So viel Kohle für die Kohle

Klima Für das Abschalten einiger Kohlekraftwerke bekommen die Betreiber 1,6 Milliarden Euro. Das schadet jedoch der Umwelt, denn der komplette Ausstieg wird nun schwieriger
Ausgabe 44/2015
Abwrackprämie für Kohlekraftwerke: Das Herumgejaule der Kohlelobby hat gewirkt
Abwrackprämie für Kohlekraftwerke: Das Herumgejaule der Kohlelobby hat gewirkt

Foto: Jochen Tack/Imago

Die Braunkohlelobby hat gewonnen, die Stromkunden und der Klimaschutz haben verloren. Die Kraftwerksbetreiber einigten sich mit SPD-Wirtschaftsminister Sigmar Gabriel auf eine Art Abwrackprämie. Sie schalten einige ihrer Anlagen schrittweise ab, halten sie noch vier Jahre im Reservebetrieb, nehmen sie dann ganz vom Netz und bekommen dafür in sieben Jahren insgesamt 1,6 Milliarden Euro. Das Herumgejaule von Energiekonzernen und Gewerkschaften hat also seine Wirkung erzielt. Der ursprüngliche Plan, die ältesten, dreckigsten Kraftwerke durch eine gesetzliche Klimaabgabe unrentabel zu machen, ist jetzt endgültig vom Tisch.

Nun kann man sich zwar darüber freuen, dass in den Jahren 2016 bis 2019 erstmals per Gesetz Kohlekraftwerke stillgelegt werden. Es geht um rund 13 Prozent der insgesamt in Deutschland installierten Braunkohleleistung. Doch langfristig wird der Kohleausstieg durch diese Regelung schwierig. Nach 2019 muss es weitergehen, und die Kraftwerksbetreiber werden regelmäßig die Hand aufhalten. Die Politik kann darauf eingehen, legt sich dann aber mit den Stromkunden an, die diese Abwrackprämie über den Strompreis zu zahlen haben. Oder die Politik kuscht, lässt die Kraftwerke weiterlaufen und schraubt die künftigen Klimaziele nach unten.

Unterwürfiges Vorgehen

Auch das jetzige Einknicken der Politik vor der Kohlelobby geht nicht nur auf Kosten der Stromzahler, sondern ebenfalls auf Kosten des Klimaschutzes. Im ursprünglichen Plan sollten durch das Abschalten der Kraftwerke nämlich 22 Millionen Tonnen CO2 gespart werden, nun sind es trotz Abwrackprämie bloß 12,5 Millionen. Die Lücke soll durch verstärkte Förderung der Kraft-Wärme-Kopplung und des Energiesparens geschlossen werden. Das kostet Geld, zudem ist unklar, ob die Maßnahmen ausreichen. Durch strenge Vorgaben für Kohlekraftwerke hätte die Politik auf Nummer sicher gehen können.

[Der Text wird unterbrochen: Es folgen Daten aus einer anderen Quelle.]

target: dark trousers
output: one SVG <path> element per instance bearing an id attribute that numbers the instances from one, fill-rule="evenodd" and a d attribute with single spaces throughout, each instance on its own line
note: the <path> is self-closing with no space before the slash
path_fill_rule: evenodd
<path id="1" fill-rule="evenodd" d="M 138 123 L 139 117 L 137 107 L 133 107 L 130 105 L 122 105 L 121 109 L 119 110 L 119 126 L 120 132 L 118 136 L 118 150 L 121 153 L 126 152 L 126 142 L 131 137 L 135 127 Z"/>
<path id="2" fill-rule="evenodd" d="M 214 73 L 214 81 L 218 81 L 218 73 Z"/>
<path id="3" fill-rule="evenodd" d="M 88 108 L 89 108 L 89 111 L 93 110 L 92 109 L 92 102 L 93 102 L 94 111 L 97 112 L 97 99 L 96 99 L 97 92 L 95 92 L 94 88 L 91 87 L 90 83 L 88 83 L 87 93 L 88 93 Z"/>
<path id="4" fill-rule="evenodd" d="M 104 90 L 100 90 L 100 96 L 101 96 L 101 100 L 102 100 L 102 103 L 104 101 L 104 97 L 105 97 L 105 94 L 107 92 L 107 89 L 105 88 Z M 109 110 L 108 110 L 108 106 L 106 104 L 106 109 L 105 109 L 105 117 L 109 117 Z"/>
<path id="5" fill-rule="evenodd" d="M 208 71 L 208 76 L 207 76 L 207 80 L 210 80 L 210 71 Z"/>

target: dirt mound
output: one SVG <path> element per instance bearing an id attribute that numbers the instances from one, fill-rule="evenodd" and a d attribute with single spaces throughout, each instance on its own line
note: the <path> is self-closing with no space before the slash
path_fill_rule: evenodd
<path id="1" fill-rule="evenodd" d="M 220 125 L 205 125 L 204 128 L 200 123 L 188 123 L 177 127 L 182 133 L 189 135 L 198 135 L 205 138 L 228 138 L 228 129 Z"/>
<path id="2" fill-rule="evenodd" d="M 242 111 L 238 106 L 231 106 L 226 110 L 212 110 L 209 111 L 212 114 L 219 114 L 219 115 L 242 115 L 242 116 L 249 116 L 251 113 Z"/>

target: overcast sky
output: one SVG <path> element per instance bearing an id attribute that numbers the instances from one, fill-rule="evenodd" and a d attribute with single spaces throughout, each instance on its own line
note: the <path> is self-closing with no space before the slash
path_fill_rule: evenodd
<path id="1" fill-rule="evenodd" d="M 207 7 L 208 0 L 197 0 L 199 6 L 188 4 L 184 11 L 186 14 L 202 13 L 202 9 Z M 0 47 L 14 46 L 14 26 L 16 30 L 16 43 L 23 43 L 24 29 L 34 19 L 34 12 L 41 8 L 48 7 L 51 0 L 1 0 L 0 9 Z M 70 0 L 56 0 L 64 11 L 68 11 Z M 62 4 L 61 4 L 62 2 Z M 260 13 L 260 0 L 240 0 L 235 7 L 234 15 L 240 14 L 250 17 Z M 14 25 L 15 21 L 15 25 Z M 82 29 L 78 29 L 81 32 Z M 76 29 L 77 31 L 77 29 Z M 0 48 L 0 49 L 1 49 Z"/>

Ohnehin ist das Aushandeln mit der Industrie ein unterwürfiges Vorgehen. In der Energiepolitik scheint das inzwischen üblich zu sein – schon der rot-grüne Atomausstieg wurde in einem fragwürdigen Konsens vereinbart. Wenn das um sich greift, wird die Politik bald keine Gifte im Essen mehr verbieten, sondern die Hersteller bitten: Könntet ihr das Produkt vom Markt nehmen? Wir zahlen euch dafür Millionen!